The world’s largest economies will this weekend pile pressure on to holdout nations which are refusing to sign up to a global tax reform deal that would impose a minimum levy on multinational corporations.

G20 economy ministers and central bankers met in Venice on Friday to discuss the proposal, which was agreed by G7 nations last month and backed by 130 countries at talks hosted by the OECD in Paris earlier this month.

They are expected to formally endorse the agreement, which will force the world’s largest multinationals to pay a global minimum corporate tax rate, in a communiqué to be released on Saturday after the meeting.

The OECD proposal also seeks to establish a system under which countries would tax some profits booked by large companies based on where they were generated.

A draft of the communiqué, which was leaked on Friday and verified to the Financial Times by an official from a G20 nation, urges all countries holding out on the deal to concede by the time the leaders of G20 member countries meet in Italy in October.

The precise wording of the communiqué has yet to be finalised, officials from several G20 countries said, but an official from one large country said the endorsement of the deal by the G20 would mean “there was no going back”.

Eight countries, including Ireland, Barbados, Hungary and Estonia, have held off on agreeing the 15 per cent minimum levy, which is backed by the US, China, India and most EU countries. Other holdouts include Sri Lanka, Nigeria, Kenya and St Vincent & the Grenadines.
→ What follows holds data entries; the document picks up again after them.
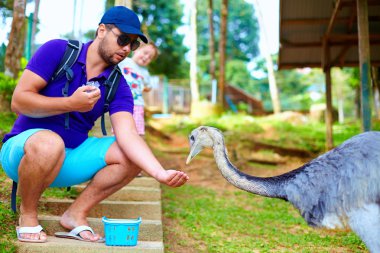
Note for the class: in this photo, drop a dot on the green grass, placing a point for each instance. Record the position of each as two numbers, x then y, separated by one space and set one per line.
228 221
241 222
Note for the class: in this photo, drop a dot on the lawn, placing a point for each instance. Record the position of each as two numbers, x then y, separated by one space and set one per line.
207 215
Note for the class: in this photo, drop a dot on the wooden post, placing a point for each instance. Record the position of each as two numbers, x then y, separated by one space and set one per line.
329 109
365 65
328 114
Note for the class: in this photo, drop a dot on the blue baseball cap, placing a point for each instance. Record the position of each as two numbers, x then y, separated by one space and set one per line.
124 19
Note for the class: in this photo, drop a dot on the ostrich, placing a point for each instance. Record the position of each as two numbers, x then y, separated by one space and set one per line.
339 189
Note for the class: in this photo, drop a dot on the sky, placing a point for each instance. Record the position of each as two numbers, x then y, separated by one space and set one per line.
57 19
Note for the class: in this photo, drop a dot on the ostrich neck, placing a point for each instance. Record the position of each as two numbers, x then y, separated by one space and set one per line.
269 186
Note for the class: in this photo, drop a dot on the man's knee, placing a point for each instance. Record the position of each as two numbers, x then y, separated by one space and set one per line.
44 143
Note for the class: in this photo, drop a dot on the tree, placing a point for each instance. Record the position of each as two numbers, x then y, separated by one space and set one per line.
211 43
193 54
16 43
35 21
222 51
243 30
271 78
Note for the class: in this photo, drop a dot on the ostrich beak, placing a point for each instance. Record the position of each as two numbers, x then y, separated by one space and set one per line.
195 148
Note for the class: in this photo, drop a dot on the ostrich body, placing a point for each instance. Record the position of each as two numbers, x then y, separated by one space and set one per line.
339 189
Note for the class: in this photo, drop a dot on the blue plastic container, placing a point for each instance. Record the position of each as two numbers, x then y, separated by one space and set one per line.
121 232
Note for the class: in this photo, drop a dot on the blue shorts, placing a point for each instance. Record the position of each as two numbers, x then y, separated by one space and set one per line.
80 165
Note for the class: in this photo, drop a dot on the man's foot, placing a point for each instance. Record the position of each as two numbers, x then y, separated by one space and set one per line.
70 222
29 230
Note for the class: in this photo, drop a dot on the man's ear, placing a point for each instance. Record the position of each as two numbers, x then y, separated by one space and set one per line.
102 29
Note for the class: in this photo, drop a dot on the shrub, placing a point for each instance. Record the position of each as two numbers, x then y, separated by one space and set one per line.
7 86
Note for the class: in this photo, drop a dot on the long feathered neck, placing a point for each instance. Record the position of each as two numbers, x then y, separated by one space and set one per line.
270 186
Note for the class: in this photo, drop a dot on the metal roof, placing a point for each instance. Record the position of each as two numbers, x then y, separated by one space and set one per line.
305 23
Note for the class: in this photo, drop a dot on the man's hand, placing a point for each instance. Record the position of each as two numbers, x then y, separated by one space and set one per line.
84 98
173 178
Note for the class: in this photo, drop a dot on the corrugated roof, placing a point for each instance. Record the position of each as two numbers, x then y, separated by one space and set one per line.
304 23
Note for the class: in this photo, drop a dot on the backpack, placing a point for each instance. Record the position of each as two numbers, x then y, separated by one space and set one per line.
72 51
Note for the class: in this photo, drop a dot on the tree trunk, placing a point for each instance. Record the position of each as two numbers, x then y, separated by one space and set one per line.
15 48
193 54
35 21
376 91
211 42
271 77
222 51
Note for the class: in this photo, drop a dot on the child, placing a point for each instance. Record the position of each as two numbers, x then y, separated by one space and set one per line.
138 77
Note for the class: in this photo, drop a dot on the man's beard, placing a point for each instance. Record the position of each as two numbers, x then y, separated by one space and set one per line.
105 55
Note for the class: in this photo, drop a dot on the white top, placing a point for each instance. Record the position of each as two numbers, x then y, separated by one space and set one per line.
137 77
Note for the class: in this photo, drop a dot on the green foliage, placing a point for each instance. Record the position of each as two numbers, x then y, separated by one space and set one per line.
236 221
7 86
243 35
60 193
226 122
7 120
3 48
237 74
160 20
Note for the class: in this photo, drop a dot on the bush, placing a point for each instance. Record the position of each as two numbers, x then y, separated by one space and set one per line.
7 86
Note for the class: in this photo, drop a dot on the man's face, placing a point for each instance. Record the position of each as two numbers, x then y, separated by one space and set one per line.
144 55
110 50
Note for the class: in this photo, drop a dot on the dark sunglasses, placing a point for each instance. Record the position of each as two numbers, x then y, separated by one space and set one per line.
124 40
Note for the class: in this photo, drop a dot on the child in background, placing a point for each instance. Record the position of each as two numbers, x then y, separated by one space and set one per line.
138 77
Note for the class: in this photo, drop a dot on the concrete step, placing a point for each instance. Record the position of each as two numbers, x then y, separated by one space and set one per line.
145 181
60 245
150 230
150 210
132 193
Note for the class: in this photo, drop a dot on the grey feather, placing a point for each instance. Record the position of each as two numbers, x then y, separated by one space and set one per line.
338 189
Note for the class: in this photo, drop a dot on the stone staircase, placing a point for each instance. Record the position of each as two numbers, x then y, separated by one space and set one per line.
141 198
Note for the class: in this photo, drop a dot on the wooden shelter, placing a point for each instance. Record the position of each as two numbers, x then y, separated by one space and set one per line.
332 33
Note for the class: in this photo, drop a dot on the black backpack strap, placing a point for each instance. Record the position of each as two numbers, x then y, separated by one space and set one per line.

Some low-tax jurisdictions and investment hubs, such as the Bahamas and Switzerland, have already signed up.

Peru did not originally sign up because it did not have a government in place when the agreement was made but has now done so, making 131 signatories so far.

While the political endorsement of the G20 will provide an impetus to efforts to reach a final deal, which is expected to implemented by 2023, important technical issues remain and are unlikely to be resolved this weekend.

These include various so-called “carve-out” agreements which would let some countries use opt-outs from the deal to encourage investment.

Another hurdle is expected to be Republican opposition in the US Congress; President Joe Biden is likely to need Congressional approval for at least some elements of the proposal.

Kevin Brady, the top Republican on the House of Representatives’ ways and means committee, has described the deal as “a dangerous economic surrender that sends US jobs overseas”.